By James Hamilton, J.D., LL.M.
Working in close alignment with the SEC’s management guidance, the PCAOB has adopted a new auditing standard for internal controls to replace the current prescriptive and rules-based Auditing Standard No. 2. Embodying a principles-based, risk-based approach, the new Auditing Standard No. 5 is designed to increase the likelihood that material weaknesses in internal control will be found before they result in misstatement of a company’s financial statements, while at the same time eliminating unnecessary procedures. The final standard also focuses the auditor on the procedures necessary to perform a high quality audit tailored to the company’s facts and circumstances.
As part of the Board’s commitment to the effective implementation of the new standard, the inspection program will be adjusted to assure that it is consistent with the new standard and its principles-based approach. The PCAOB is also continuing to develop for auditors of smaller public companies tailored guidance for applying the new standard as outlined in its four-point plan of May 2006.
AS5 must still be approved by the SEC. Gordon Seymour, PCAOB General Counsel, has indicated that the Board will submit AS5 to the SEC for approval tomorrow, May 25. And PCAOB Chief Auditor Thomas Ray believes that the SEC will move expeditiously to approve the new standard. He is confident of that based on remarks by SEC officials.
Importantly, the new standard focuses the audit on those areas that present the greatest risk that a company’s internal control will fail to prevent or detect a material misstatement in the financial statements. It does so by focusing on material weaknesses and emphasizing the importance of auditing higher risk areas, such as the financial statement close process and controls designed to prevent management fraud.

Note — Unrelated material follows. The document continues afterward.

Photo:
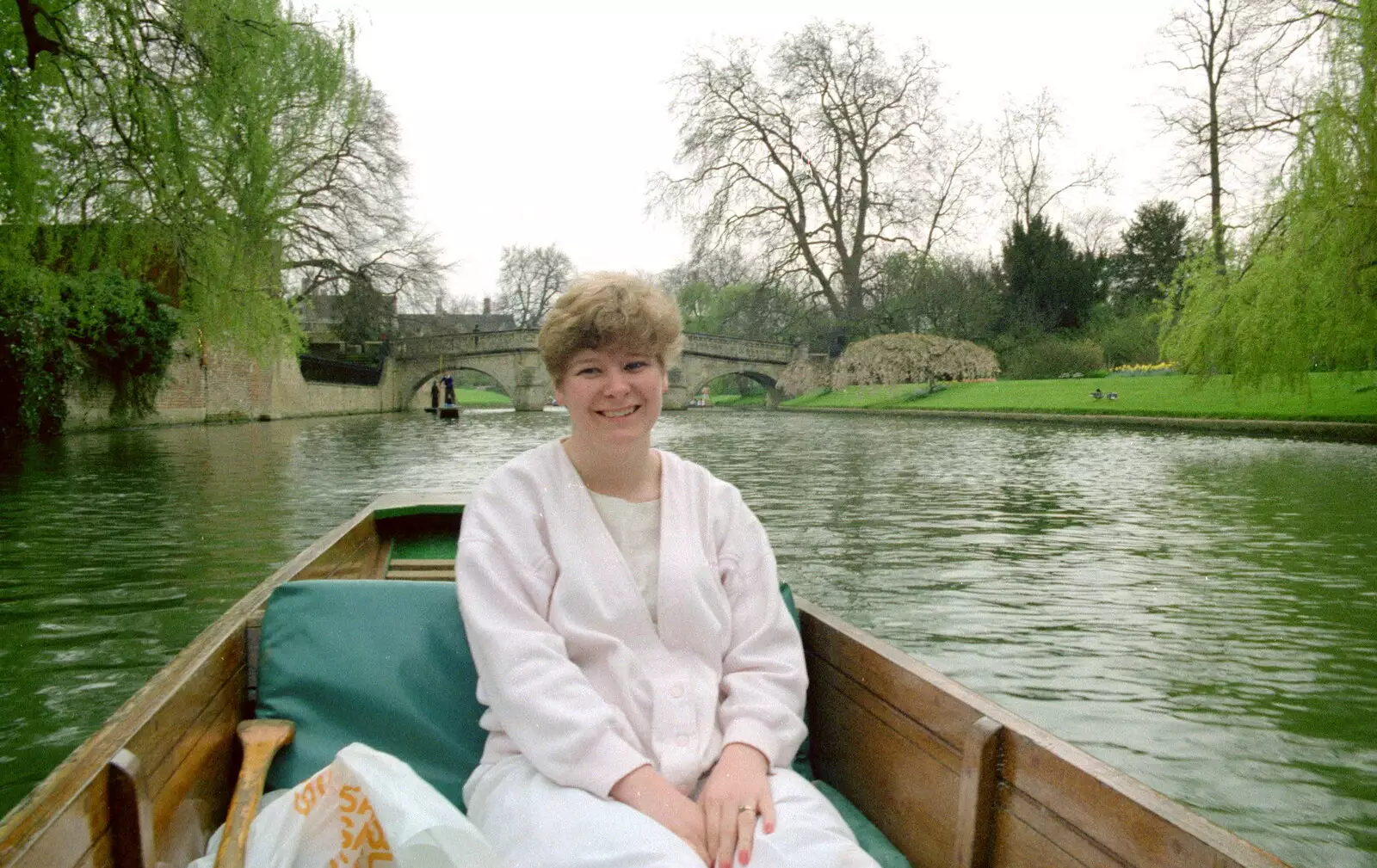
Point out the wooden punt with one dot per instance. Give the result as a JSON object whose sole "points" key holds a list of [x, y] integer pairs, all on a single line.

At the same time, it provides auditors a range of alternatives for addressing lower risk areas, such as by demonstrating how to calibrate the nature, timing and extent of testing based on risk, as well as how to incorporate knowledge accumulated in previous years’ audits into the auditors’ assessment of risk and use the work performed by internal auditors.
The organizing principle of AS5 is the top-down concept, under which the auditor focuses on entity-level controls and works downward, planning the audit so that testing of lower level controls is influenced by the strengths and weaknesses of those above. But it emphasizes that the approach is more one of reasoning than work sequence, and that the auditor needs to use judgment, not follow a roadmap.
The final standard underscores that walkthroughs, the process by which the auditor traces a transaction from cradle to grave through the company’s reporting system, are not an end in themselves, but rather a means to attaining an understanding of likely sources of misstatement. This change reduces the risk that walkthroughs will become just another step that must be performed without much understanding as to why the work is being done.
The new standard also requires the auditor to communicate to the audit committee control deficiencies identified during the audit that are less severe than material weaknesses, but important enough to merit the attention of those responsible for the company’s financial reporting. This replaces the approach in AS No. 2, which relied on the auditor’s ability to make difficult determinations about the application of abstract phrases like “more than remote” and “more than inconsequential” to deficiencies.